No, no, Chris, you see that's the point - I *knew* you were being facetious, and yet I Was *still* that stupid - that's what I was mortified about!

Sometimes I feel like Donna in The West Wing: "I'm too stupid to live!"

Unknown said...

Having been one of Little Ho's aforementioned housemates (most significantly at the Barkly St Modern Farce in East Brunswick) I have been involved in the scrounging - parents' old washing machine which replaced the twin-tub, the dog couch, my brother's ugly black uncomfortable modular furnitue - a critique of which was made when Wooscat pissed on all four pieces individually, crockery, referiferator/s (including an ancient old yellow beer fridge with rounded corners and weighed about 400,000 kg). Like Ms Andrea I also have the need to love and retain objects (three Holdens, all gone with a tear - HQ, HR and LH). My most prized, which remains back in Oz, is a really cheap clock radio that I have had for 23 years.

Miss Andrea said...

Dear Damian,

I loved that Dog Couch. Even though I think it caused my occasionally creaky back after sleeping on it the night we got burgled. That washing machine was a godsend.

Do you remember all those No Standing signs we collected to keep the Our Lady Help of Christians Youth Club from blocking the car parking spaces outside the modern Farce when we held parties?

I miss the HR, even if it had no brakes.

Unknown said...

'referiferator/s' I am dead man without spell cheque

Anonymous said...

You really have to tell us the story behind the name 'Low Flying Lady' as well as the tale of how she died. I'm a big fan of car names that need long explanations.

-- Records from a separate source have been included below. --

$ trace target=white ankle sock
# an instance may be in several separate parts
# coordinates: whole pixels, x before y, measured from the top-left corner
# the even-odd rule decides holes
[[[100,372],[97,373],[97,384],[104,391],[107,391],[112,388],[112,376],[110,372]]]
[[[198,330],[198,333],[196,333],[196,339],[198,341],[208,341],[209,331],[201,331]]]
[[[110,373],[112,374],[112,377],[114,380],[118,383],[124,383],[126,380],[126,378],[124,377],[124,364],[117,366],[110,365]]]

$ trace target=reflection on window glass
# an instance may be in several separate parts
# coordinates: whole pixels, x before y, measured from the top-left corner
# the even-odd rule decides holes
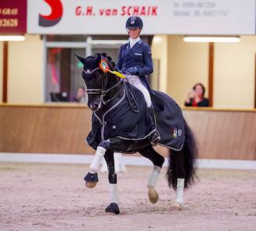
[[[82,48],[47,49],[46,101],[86,102],[83,66],[75,56],[85,53]]]

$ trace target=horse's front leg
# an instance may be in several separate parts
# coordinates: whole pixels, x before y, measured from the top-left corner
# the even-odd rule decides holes
[[[153,164],[153,169],[149,179],[147,187],[150,201],[153,204],[155,204],[157,202],[159,198],[158,194],[155,190],[155,187],[157,178],[164,162],[164,158],[157,153],[151,145],[143,149],[139,150],[139,152],[142,156],[149,158]]]
[[[103,157],[104,156],[106,151],[109,147],[108,141],[101,142],[97,147],[96,152],[94,155],[93,160],[90,165],[90,169],[88,174],[85,176],[85,186],[88,188],[93,188],[96,186],[98,179],[98,169]]]
[[[108,178],[110,183],[110,204],[106,207],[106,212],[112,212],[114,214],[119,214],[119,208],[118,208],[118,194],[117,194],[117,174],[114,169],[114,151],[107,150],[104,155],[107,169],[108,169]]]

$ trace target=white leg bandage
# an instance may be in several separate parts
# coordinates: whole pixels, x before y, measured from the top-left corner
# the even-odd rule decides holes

In fact, I used to have a Gemini called The Husband, named after the guy who married a girl I was keen on. I tried to call it his actual name, but it was too irritating.

lemmiwinks said...

The LFL didn't die, she was murdered! You must have known what it was in for when you let he who shall not be named behind the wheel Andrea ;-)

Miss Andrea said...

Mark, do tell more about The Husband. And the girl. And the real name.

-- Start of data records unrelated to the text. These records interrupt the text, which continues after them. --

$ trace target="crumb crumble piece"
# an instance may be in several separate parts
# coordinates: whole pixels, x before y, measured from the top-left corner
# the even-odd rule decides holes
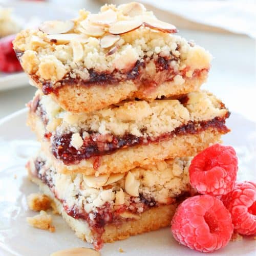
[[[124,252],[124,251],[121,247],[119,248],[118,251],[119,252]]]
[[[39,193],[31,194],[27,198],[29,209],[35,211],[52,209],[52,200],[46,195]]]
[[[33,227],[40,229],[48,229],[50,232],[55,231],[55,227],[52,225],[52,217],[44,210],[41,210],[39,214],[33,217],[28,217],[27,221]]]

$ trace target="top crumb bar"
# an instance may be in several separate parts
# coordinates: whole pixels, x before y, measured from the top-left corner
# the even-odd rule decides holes
[[[88,112],[198,90],[211,56],[177,32],[140,4],[105,5],[24,30],[14,48],[34,85],[66,110]]]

Ash knows of what he speaks - LFL were the letters on a numberplate, and a friend said that based on my leadfoot style of motoring it must stand for Low Flying Lady. As for her demise - well, it was untimely. And largely due to her being mistaken for a motorbike and beign driven like one, which was too much for her 24-year-old innards. However, despite terminal injury she did get the rest of the 600km to Sydney, AND back again.

Kempy, I am disturbed by your spelling retardation. Didn't you grow up in the era before 'whole language' so spelling was drummed into you?? Is it just crap typing?